How to sync data from Senseforce (Paze) to PostgreSQL with Airbyte

In this blog post we are going to discover how we can use Airbyte to synchronize Senseforce datasets to our own PostgreSQL database.

For a general introduction to what Senseforce and Airbyte are, please have a look at my previous post.

Prerequisites
Prepare a Dataset in Senseforce
Configuring the Airbyte Connector
Starting the Sync
Advantages of Airbyte for Senseforce data syncs
Summary

Prerequisites

To follow this guide, you need:

git and docker installed
a Senseforce user account which can create datasets

Prepare a Dataset in Senseforce

For a general and extensive introduction on how to use the Senseforce connector for Airbyte, see the official airbyte docs. Nevertheless, let's start from scratch here.

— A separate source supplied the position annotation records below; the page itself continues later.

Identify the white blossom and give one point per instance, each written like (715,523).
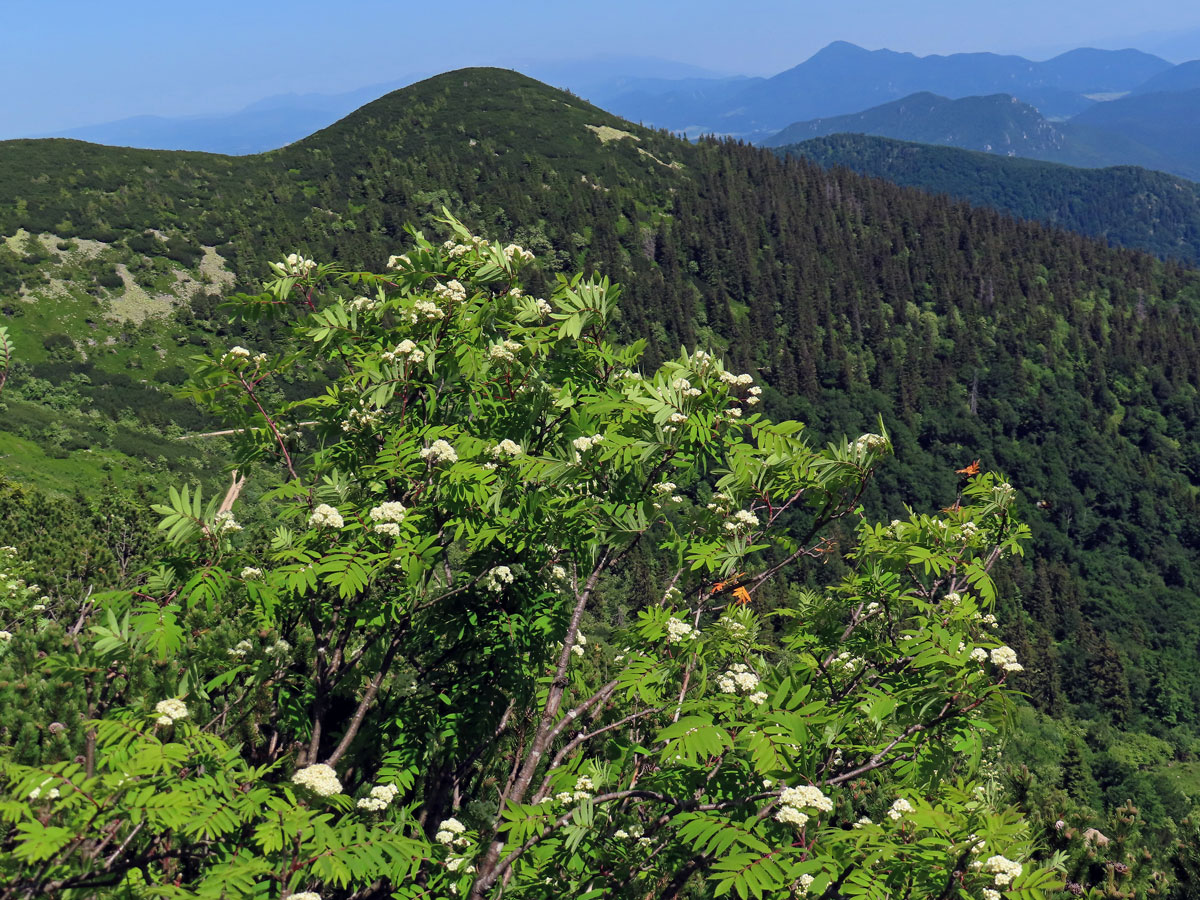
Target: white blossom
(790,815)
(439,451)
(745,517)
(319,778)
(1005,869)
(389,511)
(225,522)
(169,711)
(426,310)
(585,443)
(516,252)
(451,291)
(679,630)
(899,808)
(503,351)
(497,579)
(325,516)
(805,797)
(869,442)
(1006,659)
(507,448)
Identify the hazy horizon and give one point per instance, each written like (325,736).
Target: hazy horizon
(93,64)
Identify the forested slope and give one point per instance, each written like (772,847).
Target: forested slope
(1128,207)
(1069,365)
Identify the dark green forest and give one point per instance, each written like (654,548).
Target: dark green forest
(1069,365)
(1127,205)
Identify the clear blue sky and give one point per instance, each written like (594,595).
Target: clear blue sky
(72,63)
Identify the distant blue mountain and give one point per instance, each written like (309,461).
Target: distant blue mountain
(997,124)
(845,78)
(279,120)
(268,124)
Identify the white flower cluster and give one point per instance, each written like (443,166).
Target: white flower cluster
(679,630)
(583,787)
(319,778)
(739,381)
(52,795)
(360,419)
(738,677)
(387,517)
(497,579)
(169,711)
(439,451)
(793,801)
(846,663)
(503,351)
(869,442)
(325,516)
(516,252)
(297,264)
(720,503)
(426,310)
(805,797)
(455,250)
(406,351)
(581,641)
(1006,659)
(742,519)
(899,809)
(453,292)
(225,522)
(585,443)
(733,627)
(379,797)
(1003,868)
(507,448)
(453,832)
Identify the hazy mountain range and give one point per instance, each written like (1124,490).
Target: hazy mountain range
(1085,107)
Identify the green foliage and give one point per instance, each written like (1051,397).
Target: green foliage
(1125,205)
(414,706)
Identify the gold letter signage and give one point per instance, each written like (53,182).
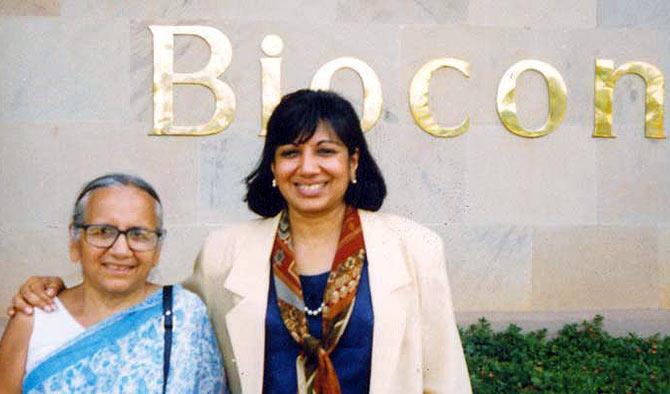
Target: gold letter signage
(272,46)
(372,89)
(419,92)
(606,78)
(165,78)
(506,105)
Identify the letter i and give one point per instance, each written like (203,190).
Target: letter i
(272,45)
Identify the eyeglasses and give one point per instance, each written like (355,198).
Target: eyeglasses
(139,239)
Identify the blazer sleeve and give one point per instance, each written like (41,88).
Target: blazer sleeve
(444,367)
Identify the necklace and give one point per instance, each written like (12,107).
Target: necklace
(314,312)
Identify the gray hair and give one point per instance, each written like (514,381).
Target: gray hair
(113,180)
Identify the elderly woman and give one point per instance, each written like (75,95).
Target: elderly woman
(324,295)
(109,333)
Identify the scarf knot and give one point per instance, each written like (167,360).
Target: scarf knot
(319,373)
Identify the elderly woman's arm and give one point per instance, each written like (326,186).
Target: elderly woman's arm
(37,291)
(13,352)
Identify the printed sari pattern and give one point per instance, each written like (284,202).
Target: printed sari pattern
(124,353)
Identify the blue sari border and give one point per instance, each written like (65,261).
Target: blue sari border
(104,334)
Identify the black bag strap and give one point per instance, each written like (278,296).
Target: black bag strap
(167,339)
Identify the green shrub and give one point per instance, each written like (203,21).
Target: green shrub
(582,358)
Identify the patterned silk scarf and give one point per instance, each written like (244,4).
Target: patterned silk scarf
(316,373)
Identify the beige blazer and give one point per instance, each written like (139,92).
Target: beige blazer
(415,343)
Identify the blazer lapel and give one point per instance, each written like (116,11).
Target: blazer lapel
(249,279)
(388,274)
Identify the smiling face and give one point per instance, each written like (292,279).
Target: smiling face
(117,269)
(314,176)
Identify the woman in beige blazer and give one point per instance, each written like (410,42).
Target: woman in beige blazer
(325,295)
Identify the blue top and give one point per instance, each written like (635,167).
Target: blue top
(352,355)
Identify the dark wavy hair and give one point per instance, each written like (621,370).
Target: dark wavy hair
(295,120)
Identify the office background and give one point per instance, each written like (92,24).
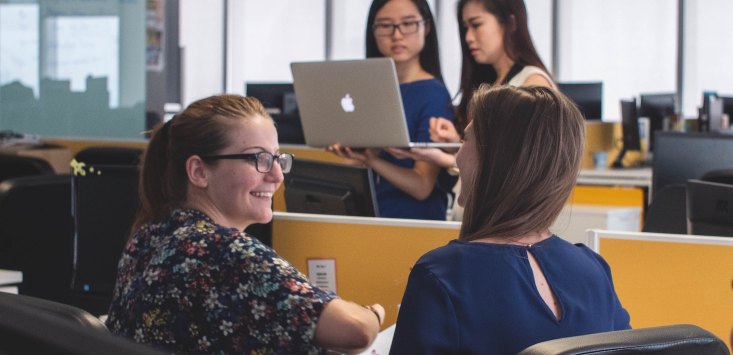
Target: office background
(93,68)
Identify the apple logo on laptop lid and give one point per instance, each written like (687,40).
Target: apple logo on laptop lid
(347,103)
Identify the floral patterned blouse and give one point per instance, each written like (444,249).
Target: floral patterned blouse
(187,284)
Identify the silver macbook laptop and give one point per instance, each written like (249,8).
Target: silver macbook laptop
(355,103)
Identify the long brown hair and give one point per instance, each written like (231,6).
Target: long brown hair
(201,129)
(529,143)
(512,15)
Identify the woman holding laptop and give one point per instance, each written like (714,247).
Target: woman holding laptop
(404,31)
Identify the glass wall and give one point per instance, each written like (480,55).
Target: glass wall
(708,50)
(266,36)
(629,45)
(73,68)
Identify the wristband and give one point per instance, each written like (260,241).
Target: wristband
(379,319)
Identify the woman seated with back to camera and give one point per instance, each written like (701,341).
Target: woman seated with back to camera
(190,279)
(508,282)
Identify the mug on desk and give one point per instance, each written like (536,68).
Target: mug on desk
(600,159)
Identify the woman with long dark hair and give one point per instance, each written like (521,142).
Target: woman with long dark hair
(497,49)
(508,282)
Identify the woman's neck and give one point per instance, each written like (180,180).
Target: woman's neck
(502,68)
(408,72)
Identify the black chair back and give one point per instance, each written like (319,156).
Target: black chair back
(668,340)
(32,326)
(16,165)
(36,233)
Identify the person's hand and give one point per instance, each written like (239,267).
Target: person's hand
(443,130)
(432,155)
(378,312)
(362,156)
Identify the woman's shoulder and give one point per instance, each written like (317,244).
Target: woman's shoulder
(528,72)
(431,84)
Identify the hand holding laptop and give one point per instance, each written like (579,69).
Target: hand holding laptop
(436,156)
(360,155)
(443,130)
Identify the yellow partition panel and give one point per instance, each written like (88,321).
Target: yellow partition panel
(608,195)
(373,255)
(672,279)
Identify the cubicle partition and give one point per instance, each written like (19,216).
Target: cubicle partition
(665,279)
(367,260)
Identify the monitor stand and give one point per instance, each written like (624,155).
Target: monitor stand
(618,162)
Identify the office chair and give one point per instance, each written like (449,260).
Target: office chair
(723,176)
(34,326)
(668,211)
(104,203)
(17,165)
(668,340)
(36,234)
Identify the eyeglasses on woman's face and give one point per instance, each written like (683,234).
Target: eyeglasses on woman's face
(406,28)
(263,160)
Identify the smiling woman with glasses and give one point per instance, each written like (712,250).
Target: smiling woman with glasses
(402,30)
(190,279)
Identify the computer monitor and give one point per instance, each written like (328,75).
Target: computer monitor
(712,108)
(329,188)
(684,156)
(279,100)
(587,96)
(709,208)
(104,189)
(656,107)
(630,130)
(728,106)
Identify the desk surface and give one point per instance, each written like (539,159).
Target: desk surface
(616,177)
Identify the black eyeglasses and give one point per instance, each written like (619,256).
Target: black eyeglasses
(406,28)
(263,160)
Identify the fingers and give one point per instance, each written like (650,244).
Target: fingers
(379,311)
(443,130)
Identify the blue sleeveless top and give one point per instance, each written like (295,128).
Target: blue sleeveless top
(479,298)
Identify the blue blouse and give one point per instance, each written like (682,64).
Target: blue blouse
(188,285)
(421,100)
(479,298)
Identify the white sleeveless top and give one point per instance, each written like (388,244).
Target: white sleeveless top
(526,72)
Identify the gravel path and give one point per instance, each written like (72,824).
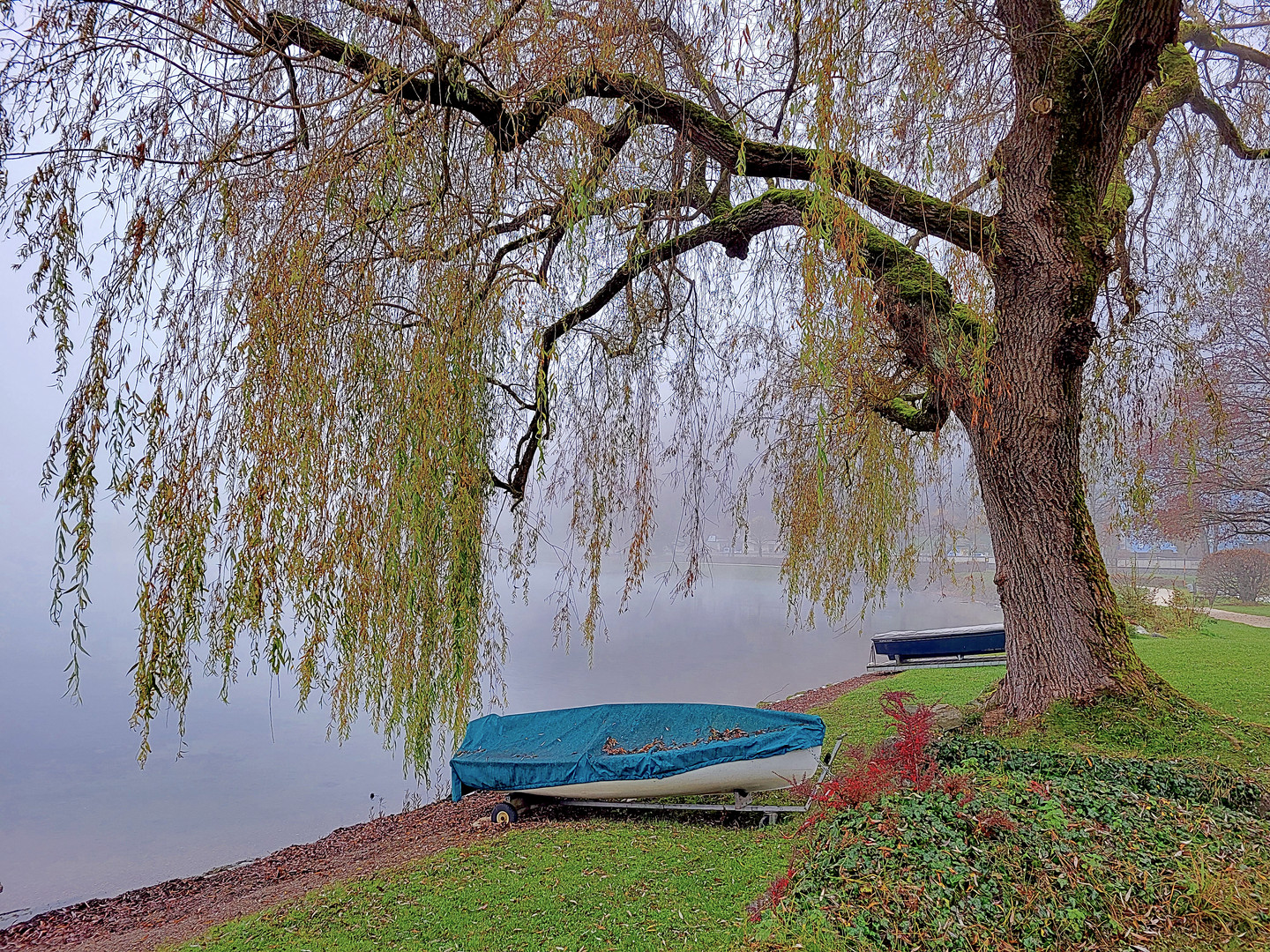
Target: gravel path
(1258,621)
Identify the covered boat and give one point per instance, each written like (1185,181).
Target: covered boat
(941,643)
(612,752)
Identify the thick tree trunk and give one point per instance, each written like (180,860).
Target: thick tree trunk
(1065,634)
(1062,199)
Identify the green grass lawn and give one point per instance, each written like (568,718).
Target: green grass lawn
(1244,609)
(624,885)
(646,883)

To use Airbyte to sync some data from Senseforce, we first need to define what data we want to extract.

Create a new Dataset Create new Dataset
Add the columns you want to sync by clicking on the data attributes in the "Add Data" section Senseforce Add Data Dialog

Important: You definitely need to add the "Timestamp", "Thing and "Id" column of the "Metadata" section. This is needed so that Airbyte can provide the Stream Slicing and Incremental Sync features.

In our example we are interested in the "Uncompressed size" and the "Inserted Events" metrics - see the above Screenshot for reference. But feel free to add any columns you like - as long as you keep Thing, Timestamp and Id in the dataset.
Give the Dataset a nice name and save. Senseforce save the dataset
Navigate to your user profile and create an API token Senseforce Create an API Token Make sure to not down this token as you will need it later in the Airbyte configuration.

NOTE: That's it. Your Senseforce installation is ready to export the defined dataset.

Configuring the Airbyte Connector

Conveniently for us, Airbyte already provides a Senseforce Source Connector - meaning we have an easy time and can use the user interface of Airbyte to configure our data extraction.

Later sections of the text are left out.